Pablo Picasso
"L'Etreinte"
1963
Linocut on Arches paper with Rincée
21 x 25 1/8in (53.4 x 63.7cm)
sheet 24 1/2 x 29 1/2in (62.2 x 74.9cm)Signed in pencil and numbered 9/50 (there were 15 artist's proofs)
Pablo Picasso’s L’Etreinte (1963) distills one of his lifelong subjects—the entwined couple—into an almost skeletal language of line.
At first glance, the image feels spontaneous, even crude, but that economy is deliberate: the bodies are reduced to a handful of incisive contours that fuse and overlap until individuality dissolves into a single, pulsating form.
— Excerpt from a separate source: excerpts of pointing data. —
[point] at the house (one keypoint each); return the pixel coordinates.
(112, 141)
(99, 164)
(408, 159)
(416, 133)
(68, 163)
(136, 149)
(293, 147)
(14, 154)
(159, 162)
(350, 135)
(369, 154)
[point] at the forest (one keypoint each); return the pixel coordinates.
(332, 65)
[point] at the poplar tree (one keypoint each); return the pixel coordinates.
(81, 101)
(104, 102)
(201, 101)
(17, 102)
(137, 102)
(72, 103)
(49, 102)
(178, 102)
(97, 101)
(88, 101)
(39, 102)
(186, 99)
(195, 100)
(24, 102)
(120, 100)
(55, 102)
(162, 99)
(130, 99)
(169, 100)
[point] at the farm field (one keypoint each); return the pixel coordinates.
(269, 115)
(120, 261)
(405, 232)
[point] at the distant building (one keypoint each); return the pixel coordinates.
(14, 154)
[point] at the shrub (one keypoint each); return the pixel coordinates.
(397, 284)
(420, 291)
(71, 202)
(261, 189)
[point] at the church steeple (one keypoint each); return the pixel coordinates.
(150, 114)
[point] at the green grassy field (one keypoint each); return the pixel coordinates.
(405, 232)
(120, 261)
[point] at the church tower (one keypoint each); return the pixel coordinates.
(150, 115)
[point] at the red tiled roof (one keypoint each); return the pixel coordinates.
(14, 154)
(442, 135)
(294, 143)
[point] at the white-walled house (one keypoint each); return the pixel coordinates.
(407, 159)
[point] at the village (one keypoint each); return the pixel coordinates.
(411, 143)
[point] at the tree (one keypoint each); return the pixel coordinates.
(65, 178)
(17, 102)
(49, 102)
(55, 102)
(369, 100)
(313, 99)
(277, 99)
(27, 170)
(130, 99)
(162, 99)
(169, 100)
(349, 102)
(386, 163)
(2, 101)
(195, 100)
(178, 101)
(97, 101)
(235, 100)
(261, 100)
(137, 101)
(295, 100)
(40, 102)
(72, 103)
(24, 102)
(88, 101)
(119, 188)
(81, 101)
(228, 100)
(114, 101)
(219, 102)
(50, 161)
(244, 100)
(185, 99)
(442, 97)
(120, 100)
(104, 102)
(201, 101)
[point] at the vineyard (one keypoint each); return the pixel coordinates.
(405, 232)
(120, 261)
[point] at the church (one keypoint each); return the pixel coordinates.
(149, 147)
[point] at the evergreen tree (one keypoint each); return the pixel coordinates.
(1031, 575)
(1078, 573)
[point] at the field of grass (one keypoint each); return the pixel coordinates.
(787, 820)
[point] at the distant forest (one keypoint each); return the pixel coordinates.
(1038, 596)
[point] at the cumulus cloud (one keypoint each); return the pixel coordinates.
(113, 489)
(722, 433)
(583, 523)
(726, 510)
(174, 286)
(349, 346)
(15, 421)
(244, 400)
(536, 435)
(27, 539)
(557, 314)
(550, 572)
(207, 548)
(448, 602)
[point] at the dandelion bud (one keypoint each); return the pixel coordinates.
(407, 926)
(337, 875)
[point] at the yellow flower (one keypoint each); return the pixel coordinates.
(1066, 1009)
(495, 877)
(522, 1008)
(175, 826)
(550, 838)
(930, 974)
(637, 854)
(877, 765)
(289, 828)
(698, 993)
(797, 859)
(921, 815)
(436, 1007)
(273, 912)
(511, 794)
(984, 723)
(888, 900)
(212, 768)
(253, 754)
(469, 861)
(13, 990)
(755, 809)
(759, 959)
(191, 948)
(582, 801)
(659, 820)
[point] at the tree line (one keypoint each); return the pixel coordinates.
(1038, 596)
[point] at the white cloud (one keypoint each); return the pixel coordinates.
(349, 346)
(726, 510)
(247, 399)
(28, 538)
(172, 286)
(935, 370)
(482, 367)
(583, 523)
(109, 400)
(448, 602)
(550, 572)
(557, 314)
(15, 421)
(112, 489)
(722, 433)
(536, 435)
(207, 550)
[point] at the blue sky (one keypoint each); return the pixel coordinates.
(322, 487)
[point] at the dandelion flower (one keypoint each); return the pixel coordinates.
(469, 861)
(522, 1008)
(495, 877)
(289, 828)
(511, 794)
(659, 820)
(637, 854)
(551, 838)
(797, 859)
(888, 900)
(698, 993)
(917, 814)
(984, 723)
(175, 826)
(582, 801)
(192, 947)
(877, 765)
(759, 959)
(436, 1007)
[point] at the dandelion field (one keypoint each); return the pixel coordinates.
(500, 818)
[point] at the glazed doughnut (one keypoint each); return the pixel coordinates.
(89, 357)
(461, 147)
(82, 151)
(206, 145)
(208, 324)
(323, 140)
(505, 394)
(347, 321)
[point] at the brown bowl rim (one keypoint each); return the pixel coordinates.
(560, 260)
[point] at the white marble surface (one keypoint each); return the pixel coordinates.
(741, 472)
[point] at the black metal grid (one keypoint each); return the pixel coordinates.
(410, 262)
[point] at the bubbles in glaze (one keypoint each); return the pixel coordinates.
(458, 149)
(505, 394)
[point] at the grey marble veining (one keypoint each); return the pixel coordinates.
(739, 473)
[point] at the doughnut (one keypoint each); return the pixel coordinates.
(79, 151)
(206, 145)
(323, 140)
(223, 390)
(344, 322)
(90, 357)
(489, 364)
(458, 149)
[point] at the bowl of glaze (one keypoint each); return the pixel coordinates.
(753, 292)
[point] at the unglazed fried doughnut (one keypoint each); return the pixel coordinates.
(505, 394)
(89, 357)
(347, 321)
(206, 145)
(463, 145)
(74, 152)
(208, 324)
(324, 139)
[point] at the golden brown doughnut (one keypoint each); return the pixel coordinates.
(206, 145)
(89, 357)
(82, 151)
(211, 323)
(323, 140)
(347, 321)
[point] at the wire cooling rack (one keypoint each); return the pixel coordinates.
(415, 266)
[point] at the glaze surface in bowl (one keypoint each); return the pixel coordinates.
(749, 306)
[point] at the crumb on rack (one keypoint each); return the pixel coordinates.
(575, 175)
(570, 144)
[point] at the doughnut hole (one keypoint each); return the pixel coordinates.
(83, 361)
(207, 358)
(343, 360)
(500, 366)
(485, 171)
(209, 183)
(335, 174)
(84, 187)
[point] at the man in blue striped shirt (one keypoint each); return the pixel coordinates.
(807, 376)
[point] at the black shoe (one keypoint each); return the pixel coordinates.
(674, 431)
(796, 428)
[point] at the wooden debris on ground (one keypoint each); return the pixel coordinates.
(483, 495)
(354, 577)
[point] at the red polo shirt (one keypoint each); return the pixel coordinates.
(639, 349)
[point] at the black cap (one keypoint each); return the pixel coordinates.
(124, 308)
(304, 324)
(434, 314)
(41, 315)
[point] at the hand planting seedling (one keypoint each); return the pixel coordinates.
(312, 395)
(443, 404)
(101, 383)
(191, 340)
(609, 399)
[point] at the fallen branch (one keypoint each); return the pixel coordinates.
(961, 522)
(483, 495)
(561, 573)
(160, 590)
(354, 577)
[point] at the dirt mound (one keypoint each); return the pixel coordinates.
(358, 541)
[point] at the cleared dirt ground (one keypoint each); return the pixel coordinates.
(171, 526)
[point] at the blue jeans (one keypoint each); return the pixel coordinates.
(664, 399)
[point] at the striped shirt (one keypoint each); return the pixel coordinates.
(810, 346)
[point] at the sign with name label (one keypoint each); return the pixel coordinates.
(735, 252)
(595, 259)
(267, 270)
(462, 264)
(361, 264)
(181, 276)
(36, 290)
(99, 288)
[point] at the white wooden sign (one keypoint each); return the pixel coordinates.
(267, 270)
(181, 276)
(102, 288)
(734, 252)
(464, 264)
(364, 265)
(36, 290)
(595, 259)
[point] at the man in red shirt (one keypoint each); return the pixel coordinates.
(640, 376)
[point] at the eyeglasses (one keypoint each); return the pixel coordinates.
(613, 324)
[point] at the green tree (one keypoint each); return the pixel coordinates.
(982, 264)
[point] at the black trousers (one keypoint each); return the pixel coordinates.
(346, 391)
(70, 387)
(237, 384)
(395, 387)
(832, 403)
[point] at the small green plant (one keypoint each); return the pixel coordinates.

The embrace is not merely depicted; it becomes an act of drawing itself, where line stands in for touch.
What’s striking is how physical the composition feels despite its minimalism.
The figures are compressed into the picture plane, limbs bent and interlocked, creating a sense of pressure and immediacy. There’s little spatial context—no background, no setting—so all attention falls on the raw mechanics of intimacy. The faces, barely articulated, oscillate between tenderness and urgency, even ambiguity. This tension—between affection and instinct, union and loss of self—is characteristic of Picasso’s late work, where eroticism often carries a psychological edge.
Ultimately, the power of L’Etreinte lies in its paradoxes: it is both tender and raw, simple and complex, controlled and accidental. The figures merge, but the lines that define them remain sharp and decisive—suggesting that even in the closest embrace, individuality persists, if only as a trace.